The Empty Larder
Southwestern York County was visited by multiple military units during the 1863 Gettysburg Campaign, beginning June 27 with the 35th Battalion, Virginia Cavalry (later to be known as White’s Comanches for their ferocity in battle and their war whoops). Confederate cavalry under J.E.B. Stuart passed through the area on June 30, as did Union cavalry under Judson Kilpatrick. Over the next couple of days, Federal infantry columns also traversed the Hanover area en route to Gettysburg.
For many local residents, this criss-crossing of the armies brought emotional highs and lows – fear of the Rebels often turned to surprise when they proved to be well behaved and gracious, and joy when the Federal soldiers arrived turned to shock and disgust when they openly robbed York Countians.
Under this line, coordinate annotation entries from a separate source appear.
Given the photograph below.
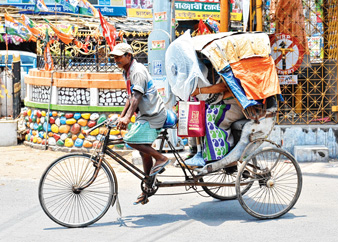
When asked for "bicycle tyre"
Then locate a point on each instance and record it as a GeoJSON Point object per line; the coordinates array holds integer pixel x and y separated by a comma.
{"type": "Point", "coordinates": [67, 208]}
{"type": "Point", "coordinates": [277, 183]}
{"type": "Point", "coordinates": [225, 175]}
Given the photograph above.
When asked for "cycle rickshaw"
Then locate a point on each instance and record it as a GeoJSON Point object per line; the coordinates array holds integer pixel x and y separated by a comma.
{"type": "Point", "coordinates": [76, 190]}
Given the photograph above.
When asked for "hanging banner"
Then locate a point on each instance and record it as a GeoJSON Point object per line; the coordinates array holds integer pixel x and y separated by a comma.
{"type": "Point", "coordinates": [287, 52]}
{"type": "Point", "coordinates": [185, 9]}
{"type": "Point", "coordinates": [139, 9]}
{"type": "Point", "coordinates": [115, 8]}
{"type": "Point", "coordinates": [197, 9]}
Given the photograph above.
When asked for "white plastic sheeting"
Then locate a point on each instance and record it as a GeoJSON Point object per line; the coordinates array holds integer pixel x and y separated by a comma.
{"type": "Point", "coordinates": [184, 71]}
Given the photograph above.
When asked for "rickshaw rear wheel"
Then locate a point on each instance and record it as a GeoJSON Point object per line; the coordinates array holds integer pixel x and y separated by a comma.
{"type": "Point", "coordinates": [225, 175]}
{"type": "Point", "coordinates": [276, 183]}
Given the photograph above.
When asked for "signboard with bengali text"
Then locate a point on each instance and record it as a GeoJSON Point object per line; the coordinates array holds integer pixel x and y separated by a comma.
{"type": "Point", "coordinates": [107, 7]}
{"type": "Point", "coordinates": [185, 9]}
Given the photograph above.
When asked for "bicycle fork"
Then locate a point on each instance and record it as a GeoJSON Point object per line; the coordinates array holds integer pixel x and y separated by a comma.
{"type": "Point", "coordinates": [97, 164]}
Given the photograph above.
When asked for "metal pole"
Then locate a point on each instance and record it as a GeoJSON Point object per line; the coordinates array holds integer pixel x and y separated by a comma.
{"type": "Point", "coordinates": [49, 103]}
{"type": "Point", "coordinates": [224, 16]}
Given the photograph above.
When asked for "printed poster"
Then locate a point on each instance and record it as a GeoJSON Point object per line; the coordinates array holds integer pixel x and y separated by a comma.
{"type": "Point", "coordinates": [161, 16]}
{"type": "Point", "coordinates": [158, 44]}
{"type": "Point", "coordinates": [316, 48]}
{"type": "Point", "coordinates": [185, 9]}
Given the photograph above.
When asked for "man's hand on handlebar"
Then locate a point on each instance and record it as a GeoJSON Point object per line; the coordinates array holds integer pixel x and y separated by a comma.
{"type": "Point", "coordinates": [122, 123]}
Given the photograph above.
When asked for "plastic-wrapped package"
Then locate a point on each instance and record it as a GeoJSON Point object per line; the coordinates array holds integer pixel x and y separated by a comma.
{"type": "Point", "coordinates": [183, 69]}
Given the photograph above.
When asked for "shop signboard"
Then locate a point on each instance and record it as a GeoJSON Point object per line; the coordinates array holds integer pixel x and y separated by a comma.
{"type": "Point", "coordinates": [197, 9]}
{"type": "Point", "coordinates": [115, 8]}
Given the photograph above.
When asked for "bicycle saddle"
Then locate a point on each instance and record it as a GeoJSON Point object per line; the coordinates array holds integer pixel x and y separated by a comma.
{"type": "Point", "coordinates": [171, 119]}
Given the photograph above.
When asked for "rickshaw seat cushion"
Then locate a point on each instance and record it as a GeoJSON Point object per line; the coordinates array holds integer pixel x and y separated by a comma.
{"type": "Point", "coordinates": [239, 124]}
{"type": "Point", "coordinates": [171, 119]}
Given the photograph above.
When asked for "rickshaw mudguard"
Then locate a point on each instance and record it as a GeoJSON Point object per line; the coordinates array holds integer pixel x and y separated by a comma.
{"type": "Point", "coordinates": [251, 131]}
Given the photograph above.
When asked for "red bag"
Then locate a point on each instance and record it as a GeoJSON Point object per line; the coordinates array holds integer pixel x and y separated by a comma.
{"type": "Point", "coordinates": [191, 119]}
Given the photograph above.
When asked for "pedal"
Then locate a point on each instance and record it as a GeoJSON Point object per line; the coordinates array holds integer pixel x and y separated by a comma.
{"type": "Point", "coordinates": [161, 171]}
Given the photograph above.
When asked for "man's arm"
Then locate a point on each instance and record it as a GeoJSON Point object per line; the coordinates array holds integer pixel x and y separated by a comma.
{"type": "Point", "coordinates": [126, 106]}
{"type": "Point", "coordinates": [129, 111]}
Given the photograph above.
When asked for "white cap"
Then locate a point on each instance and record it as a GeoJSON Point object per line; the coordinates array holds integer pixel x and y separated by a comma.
{"type": "Point", "coordinates": [121, 49]}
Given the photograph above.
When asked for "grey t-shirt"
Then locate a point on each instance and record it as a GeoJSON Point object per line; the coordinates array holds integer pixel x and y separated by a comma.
{"type": "Point", "coordinates": [151, 107]}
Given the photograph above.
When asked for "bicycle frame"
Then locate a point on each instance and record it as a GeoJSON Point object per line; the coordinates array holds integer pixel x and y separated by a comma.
{"type": "Point", "coordinates": [190, 179]}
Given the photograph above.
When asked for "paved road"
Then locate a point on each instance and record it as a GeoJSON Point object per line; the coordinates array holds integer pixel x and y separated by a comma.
{"type": "Point", "coordinates": [176, 218]}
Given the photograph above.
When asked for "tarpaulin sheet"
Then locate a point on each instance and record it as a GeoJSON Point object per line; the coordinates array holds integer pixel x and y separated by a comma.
{"type": "Point", "coordinates": [236, 47]}
{"type": "Point", "coordinates": [258, 77]}
{"type": "Point", "coordinates": [235, 85]}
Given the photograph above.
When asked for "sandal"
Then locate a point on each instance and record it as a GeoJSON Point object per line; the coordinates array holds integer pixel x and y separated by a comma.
{"type": "Point", "coordinates": [143, 199]}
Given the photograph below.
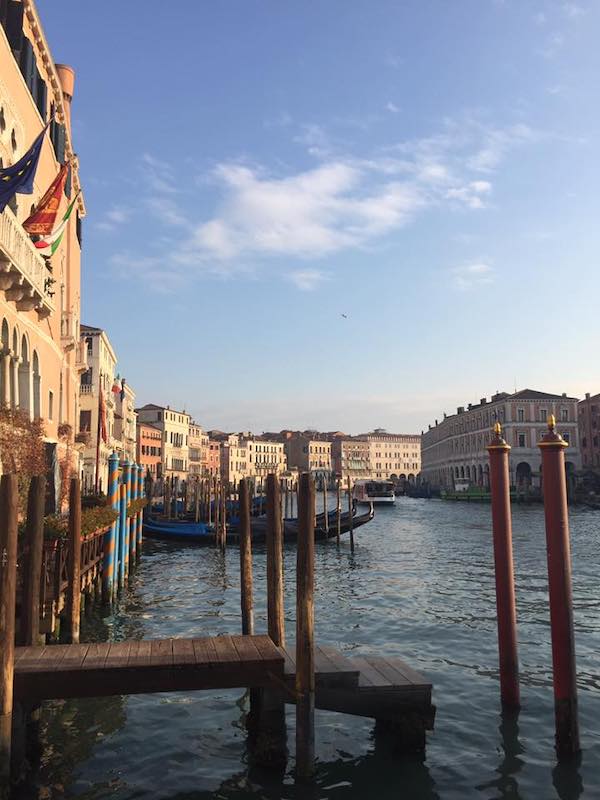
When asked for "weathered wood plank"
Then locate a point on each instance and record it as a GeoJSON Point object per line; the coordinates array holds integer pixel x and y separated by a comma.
{"type": "Point", "coordinates": [183, 652]}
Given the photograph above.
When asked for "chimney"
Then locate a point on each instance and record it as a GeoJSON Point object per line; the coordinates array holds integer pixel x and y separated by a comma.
{"type": "Point", "coordinates": [66, 78]}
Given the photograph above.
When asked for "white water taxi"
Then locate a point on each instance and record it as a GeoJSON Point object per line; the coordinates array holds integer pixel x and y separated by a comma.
{"type": "Point", "coordinates": [374, 492]}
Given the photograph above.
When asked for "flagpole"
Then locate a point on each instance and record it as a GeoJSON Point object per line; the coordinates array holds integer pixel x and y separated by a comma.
{"type": "Point", "coordinates": [96, 484]}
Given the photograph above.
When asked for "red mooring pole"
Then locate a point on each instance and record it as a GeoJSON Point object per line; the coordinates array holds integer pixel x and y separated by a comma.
{"type": "Point", "coordinates": [559, 583]}
{"type": "Point", "coordinates": [506, 613]}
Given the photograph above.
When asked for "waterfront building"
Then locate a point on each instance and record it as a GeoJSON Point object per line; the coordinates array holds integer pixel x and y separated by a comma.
{"type": "Point", "coordinates": [351, 458]}
{"type": "Point", "coordinates": [588, 415]}
{"type": "Point", "coordinates": [174, 427]}
{"type": "Point", "coordinates": [308, 451]}
{"type": "Point", "coordinates": [198, 451]}
{"type": "Point", "coordinates": [125, 420]}
{"type": "Point", "coordinates": [396, 456]}
{"type": "Point", "coordinates": [455, 447]}
{"type": "Point", "coordinates": [265, 456]}
{"type": "Point", "coordinates": [149, 449]}
{"type": "Point", "coordinates": [214, 458]}
{"type": "Point", "coordinates": [40, 357]}
{"type": "Point", "coordinates": [97, 403]}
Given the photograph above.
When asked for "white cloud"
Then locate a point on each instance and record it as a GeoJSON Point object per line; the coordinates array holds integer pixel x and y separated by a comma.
{"type": "Point", "coordinates": [470, 276]}
{"type": "Point", "coordinates": [307, 280]}
{"type": "Point", "coordinates": [573, 11]}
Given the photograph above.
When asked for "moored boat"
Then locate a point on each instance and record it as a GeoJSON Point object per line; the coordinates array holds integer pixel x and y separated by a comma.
{"type": "Point", "coordinates": [369, 491]}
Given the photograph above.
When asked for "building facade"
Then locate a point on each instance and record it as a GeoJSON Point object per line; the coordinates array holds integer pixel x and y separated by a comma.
{"type": "Point", "coordinates": [174, 426]}
{"type": "Point", "coordinates": [125, 420]}
{"type": "Point", "coordinates": [98, 379]}
{"type": "Point", "coordinates": [149, 449]}
{"type": "Point", "coordinates": [395, 456]}
{"type": "Point", "coordinates": [351, 458]}
{"type": "Point", "coordinates": [198, 451]}
{"type": "Point", "coordinates": [308, 452]}
{"type": "Point", "coordinates": [588, 414]}
{"type": "Point", "coordinates": [40, 357]}
{"type": "Point", "coordinates": [455, 448]}
{"type": "Point", "coordinates": [265, 456]}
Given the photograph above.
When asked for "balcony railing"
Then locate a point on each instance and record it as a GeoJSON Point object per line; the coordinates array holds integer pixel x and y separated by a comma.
{"type": "Point", "coordinates": [24, 276]}
{"type": "Point", "coordinates": [69, 330]}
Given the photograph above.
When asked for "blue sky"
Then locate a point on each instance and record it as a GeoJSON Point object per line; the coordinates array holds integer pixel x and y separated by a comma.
{"type": "Point", "coordinates": [254, 170]}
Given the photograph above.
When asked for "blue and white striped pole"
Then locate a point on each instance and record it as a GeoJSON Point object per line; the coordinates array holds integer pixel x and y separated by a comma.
{"type": "Point", "coordinates": [111, 537]}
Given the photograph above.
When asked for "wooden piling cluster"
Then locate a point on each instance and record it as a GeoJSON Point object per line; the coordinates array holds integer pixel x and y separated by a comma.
{"type": "Point", "coordinates": [556, 518]}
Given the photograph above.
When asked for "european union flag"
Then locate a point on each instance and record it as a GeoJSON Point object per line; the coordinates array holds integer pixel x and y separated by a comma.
{"type": "Point", "coordinates": [19, 177]}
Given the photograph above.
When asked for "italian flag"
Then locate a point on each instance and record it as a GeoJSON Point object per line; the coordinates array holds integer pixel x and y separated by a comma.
{"type": "Point", "coordinates": [48, 245]}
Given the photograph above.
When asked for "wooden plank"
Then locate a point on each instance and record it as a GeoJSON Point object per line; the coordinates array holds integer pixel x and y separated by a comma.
{"type": "Point", "coordinates": [409, 674]}
{"type": "Point", "coordinates": [246, 648]}
{"type": "Point", "coordinates": [29, 655]}
{"type": "Point", "coordinates": [226, 650]}
{"type": "Point", "coordinates": [369, 675]}
{"type": "Point", "coordinates": [162, 652]}
{"type": "Point", "coordinates": [96, 656]}
{"type": "Point", "coordinates": [183, 652]}
{"type": "Point", "coordinates": [141, 655]}
{"type": "Point", "coordinates": [74, 657]}
{"type": "Point", "coordinates": [118, 655]}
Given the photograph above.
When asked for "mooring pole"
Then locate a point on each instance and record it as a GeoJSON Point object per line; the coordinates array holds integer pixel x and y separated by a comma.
{"type": "Point", "coordinates": [506, 613]}
{"type": "Point", "coordinates": [246, 560]}
{"type": "Point", "coordinates": [74, 563]}
{"type": "Point", "coordinates": [8, 589]}
{"type": "Point", "coordinates": [275, 609]}
{"type": "Point", "coordinates": [351, 515]}
{"type": "Point", "coordinates": [32, 567]}
{"type": "Point", "coordinates": [559, 583]}
{"type": "Point", "coordinates": [111, 536]}
{"type": "Point", "coordinates": [305, 640]}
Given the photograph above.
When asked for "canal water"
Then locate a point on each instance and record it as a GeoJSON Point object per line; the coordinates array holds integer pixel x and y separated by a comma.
{"type": "Point", "coordinates": [420, 585]}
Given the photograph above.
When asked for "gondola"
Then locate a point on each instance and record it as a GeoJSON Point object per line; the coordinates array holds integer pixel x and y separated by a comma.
{"type": "Point", "coordinates": [203, 533]}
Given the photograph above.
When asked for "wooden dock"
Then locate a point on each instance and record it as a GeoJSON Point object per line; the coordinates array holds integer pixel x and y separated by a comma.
{"type": "Point", "coordinates": [370, 686]}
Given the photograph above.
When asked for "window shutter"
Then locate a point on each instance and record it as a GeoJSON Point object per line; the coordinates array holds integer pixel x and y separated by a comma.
{"type": "Point", "coordinates": [41, 99]}
{"type": "Point", "coordinates": [14, 25]}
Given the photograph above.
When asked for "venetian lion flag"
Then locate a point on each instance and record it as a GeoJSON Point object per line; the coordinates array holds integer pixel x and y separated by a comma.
{"type": "Point", "coordinates": [41, 222]}
{"type": "Point", "coordinates": [19, 177]}
{"type": "Point", "coordinates": [48, 245]}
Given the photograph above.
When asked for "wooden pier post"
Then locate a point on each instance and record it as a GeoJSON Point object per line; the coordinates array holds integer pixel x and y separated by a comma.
{"type": "Point", "coordinates": [74, 563]}
{"type": "Point", "coordinates": [275, 610]}
{"type": "Point", "coordinates": [338, 514]}
{"type": "Point", "coordinates": [351, 514]}
{"type": "Point", "coordinates": [305, 639]}
{"type": "Point", "coordinates": [8, 588]}
{"type": "Point", "coordinates": [29, 628]}
{"type": "Point", "coordinates": [506, 613]}
{"type": "Point", "coordinates": [246, 560]}
{"type": "Point", "coordinates": [561, 600]}
{"type": "Point", "coordinates": [112, 536]}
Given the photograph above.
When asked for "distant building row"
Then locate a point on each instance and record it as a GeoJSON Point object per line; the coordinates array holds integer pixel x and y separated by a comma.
{"type": "Point", "coordinates": [454, 448]}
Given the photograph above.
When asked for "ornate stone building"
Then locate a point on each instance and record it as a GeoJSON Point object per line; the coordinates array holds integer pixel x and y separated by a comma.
{"type": "Point", "coordinates": [455, 448]}
{"type": "Point", "coordinates": [40, 354]}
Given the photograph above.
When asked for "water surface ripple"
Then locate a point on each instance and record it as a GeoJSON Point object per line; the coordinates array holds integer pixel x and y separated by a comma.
{"type": "Point", "coordinates": [420, 585]}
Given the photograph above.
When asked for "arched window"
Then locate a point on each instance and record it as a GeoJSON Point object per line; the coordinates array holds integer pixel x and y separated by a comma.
{"type": "Point", "coordinates": [37, 379]}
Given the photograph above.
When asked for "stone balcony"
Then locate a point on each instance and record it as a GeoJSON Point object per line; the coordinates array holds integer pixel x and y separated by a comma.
{"type": "Point", "coordinates": [24, 277]}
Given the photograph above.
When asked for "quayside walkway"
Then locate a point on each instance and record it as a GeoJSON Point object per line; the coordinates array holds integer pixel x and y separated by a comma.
{"type": "Point", "coordinates": [304, 673]}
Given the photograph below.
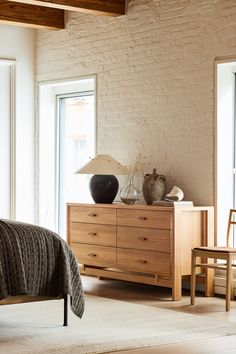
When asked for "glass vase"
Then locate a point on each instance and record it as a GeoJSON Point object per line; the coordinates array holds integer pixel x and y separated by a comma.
{"type": "Point", "coordinates": [129, 194]}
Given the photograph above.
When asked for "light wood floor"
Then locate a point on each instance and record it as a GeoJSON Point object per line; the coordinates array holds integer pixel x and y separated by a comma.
{"type": "Point", "coordinates": [161, 298]}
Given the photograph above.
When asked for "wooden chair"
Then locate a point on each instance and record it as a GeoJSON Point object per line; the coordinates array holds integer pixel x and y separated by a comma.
{"type": "Point", "coordinates": [207, 254]}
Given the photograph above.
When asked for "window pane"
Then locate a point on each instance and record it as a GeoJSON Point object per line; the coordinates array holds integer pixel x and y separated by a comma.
{"type": "Point", "coordinates": [5, 155]}
{"type": "Point", "coordinates": [76, 146]}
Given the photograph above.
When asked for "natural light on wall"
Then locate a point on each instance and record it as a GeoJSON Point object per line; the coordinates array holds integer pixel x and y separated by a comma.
{"type": "Point", "coordinates": [66, 140]}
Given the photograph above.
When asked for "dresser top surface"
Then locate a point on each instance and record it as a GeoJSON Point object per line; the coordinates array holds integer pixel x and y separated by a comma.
{"type": "Point", "coordinates": [120, 205]}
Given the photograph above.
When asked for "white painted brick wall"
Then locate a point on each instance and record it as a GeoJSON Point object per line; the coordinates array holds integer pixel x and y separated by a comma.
{"type": "Point", "coordinates": [155, 72]}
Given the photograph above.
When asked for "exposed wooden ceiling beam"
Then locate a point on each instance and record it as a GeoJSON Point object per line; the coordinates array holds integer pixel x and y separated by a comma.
{"type": "Point", "coordinates": [103, 7]}
{"type": "Point", "coordinates": [31, 16]}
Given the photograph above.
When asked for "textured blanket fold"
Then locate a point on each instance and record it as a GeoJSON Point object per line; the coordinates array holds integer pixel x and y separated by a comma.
{"type": "Point", "coordinates": [36, 261]}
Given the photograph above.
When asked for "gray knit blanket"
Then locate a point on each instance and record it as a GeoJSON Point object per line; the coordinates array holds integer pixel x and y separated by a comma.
{"type": "Point", "coordinates": [36, 261]}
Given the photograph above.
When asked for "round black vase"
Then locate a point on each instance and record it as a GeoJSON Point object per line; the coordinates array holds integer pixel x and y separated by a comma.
{"type": "Point", "coordinates": [103, 188]}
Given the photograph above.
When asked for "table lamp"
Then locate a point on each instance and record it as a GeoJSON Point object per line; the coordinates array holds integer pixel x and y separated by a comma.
{"type": "Point", "coordinates": [103, 184]}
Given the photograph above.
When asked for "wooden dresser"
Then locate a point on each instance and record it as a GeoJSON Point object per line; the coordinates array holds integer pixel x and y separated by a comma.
{"type": "Point", "coordinates": [139, 243]}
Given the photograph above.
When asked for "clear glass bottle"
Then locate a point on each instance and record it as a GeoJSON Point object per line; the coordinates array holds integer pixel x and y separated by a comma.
{"type": "Point", "coordinates": [129, 194]}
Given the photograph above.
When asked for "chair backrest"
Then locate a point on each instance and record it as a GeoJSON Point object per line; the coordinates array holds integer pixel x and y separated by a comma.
{"type": "Point", "coordinates": [231, 222]}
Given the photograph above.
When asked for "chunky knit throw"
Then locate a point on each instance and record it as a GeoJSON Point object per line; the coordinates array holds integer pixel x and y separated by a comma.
{"type": "Point", "coordinates": [36, 261]}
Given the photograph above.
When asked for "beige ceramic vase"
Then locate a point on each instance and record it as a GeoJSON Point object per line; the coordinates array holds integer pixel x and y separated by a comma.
{"type": "Point", "coordinates": [154, 187]}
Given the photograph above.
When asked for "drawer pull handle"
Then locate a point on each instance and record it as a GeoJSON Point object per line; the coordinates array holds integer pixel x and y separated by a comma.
{"type": "Point", "coordinates": [142, 261]}
{"type": "Point", "coordinates": [92, 255]}
{"type": "Point", "coordinates": [142, 218]}
{"type": "Point", "coordinates": [93, 215]}
{"type": "Point", "coordinates": [92, 234]}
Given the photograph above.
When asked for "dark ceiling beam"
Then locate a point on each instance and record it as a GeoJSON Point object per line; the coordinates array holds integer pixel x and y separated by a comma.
{"type": "Point", "coordinates": [102, 7]}
{"type": "Point", "coordinates": [31, 16]}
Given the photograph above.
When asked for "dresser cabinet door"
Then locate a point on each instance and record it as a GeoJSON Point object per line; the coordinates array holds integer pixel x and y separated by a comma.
{"type": "Point", "coordinates": [93, 215]}
{"type": "Point", "coordinates": [145, 218]}
{"type": "Point", "coordinates": [95, 234]}
{"type": "Point", "coordinates": [144, 239]}
{"type": "Point", "coordinates": [100, 256]}
{"type": "Point", "coordinates": [144, 261]}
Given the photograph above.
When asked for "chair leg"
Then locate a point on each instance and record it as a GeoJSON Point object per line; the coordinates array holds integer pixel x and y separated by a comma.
{"type": "Point", "coordinates": [228, 283]}
{"type": "Point", "coordinates": [65, 322]}
{"type": "Point", "coordinates": [193, 278]}
{"type": "Point", "coordinates": [209, 282]}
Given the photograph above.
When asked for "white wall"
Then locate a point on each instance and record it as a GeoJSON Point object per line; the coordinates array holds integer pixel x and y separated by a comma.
{"type": "Point", "coordinates": [18, 43]}
{"type": "Point", "coordinates": [155, 71]}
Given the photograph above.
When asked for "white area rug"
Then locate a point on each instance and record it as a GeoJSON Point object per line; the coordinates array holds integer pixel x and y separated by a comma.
{"type": "Point", "coordinates": [107, 325]}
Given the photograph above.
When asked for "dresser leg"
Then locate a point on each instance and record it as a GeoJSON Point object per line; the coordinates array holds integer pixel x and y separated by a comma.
{"type": "Point", "coordinates": [177, 289]}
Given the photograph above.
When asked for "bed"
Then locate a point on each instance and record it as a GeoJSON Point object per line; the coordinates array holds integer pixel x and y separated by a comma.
{"type": "Point", "coordinates": [37, 264]}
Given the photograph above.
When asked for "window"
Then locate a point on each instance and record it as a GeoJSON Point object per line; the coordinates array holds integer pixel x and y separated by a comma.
{"type": "Point", "coordinates": [7, 138]}
{"type": "Point", "coordinates": [225, 147]}
{"type": "Point", "coordinates": [66, 140]}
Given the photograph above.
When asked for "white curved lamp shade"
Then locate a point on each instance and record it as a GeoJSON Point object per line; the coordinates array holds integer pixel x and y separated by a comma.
{"type": "Point", "coordinates": [103, 165]}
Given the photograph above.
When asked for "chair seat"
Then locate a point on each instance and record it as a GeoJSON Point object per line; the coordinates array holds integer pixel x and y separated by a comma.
{"type": "Point", "coordinates": [217, 249]}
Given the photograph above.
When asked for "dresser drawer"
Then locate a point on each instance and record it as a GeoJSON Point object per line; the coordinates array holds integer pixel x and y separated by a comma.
{"type": "Point", "coordinates": [100, 256]}
{"type": "Point", "coordinates": [93, 215]}
{"type": "Point", "coordinates": [145, 218]}
{"type": "Point", "coordinates": [144, 261]}
{"type": "Point", "coordinates": [144, 238]}
{"type": "Point", "coordinates": [93, 234]}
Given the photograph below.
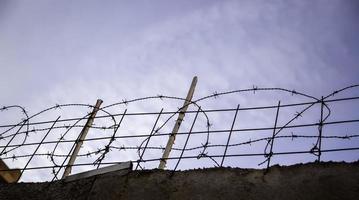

In many cases, the U.S. Army caused as much (or more) damage to property and livestock than did the invading Confederates. Favorite targets for these raiders included horses and mules, clothing and shoes, chickens and pigs. In particular, soldiers would open larders, pantries, and kitchen cabinets, emptying them of their supplies of food.
Philip and Julia Raubenstine owned property in the vicinity of Glenville, where they lived in the mid-19th Century with their large family, including their young daughter Catherine. She grew up, married, and lived in the area her entire life. By the early 1900s, she was an widow living in Spring Grove at her daughter’s home. The aged woman frequently recited incidents that occurred during the Civil War, especially of how her family was compelled by force to feed the soldiers of both the Union and Confederate armies. On several occasions, large numbers of soldiers came to the rural Raubenstine home and consumed all the food, leaving practically nothing for the family.
Hunger knew no distinction, blue or gray. Nor did thievery, gluttony and greed.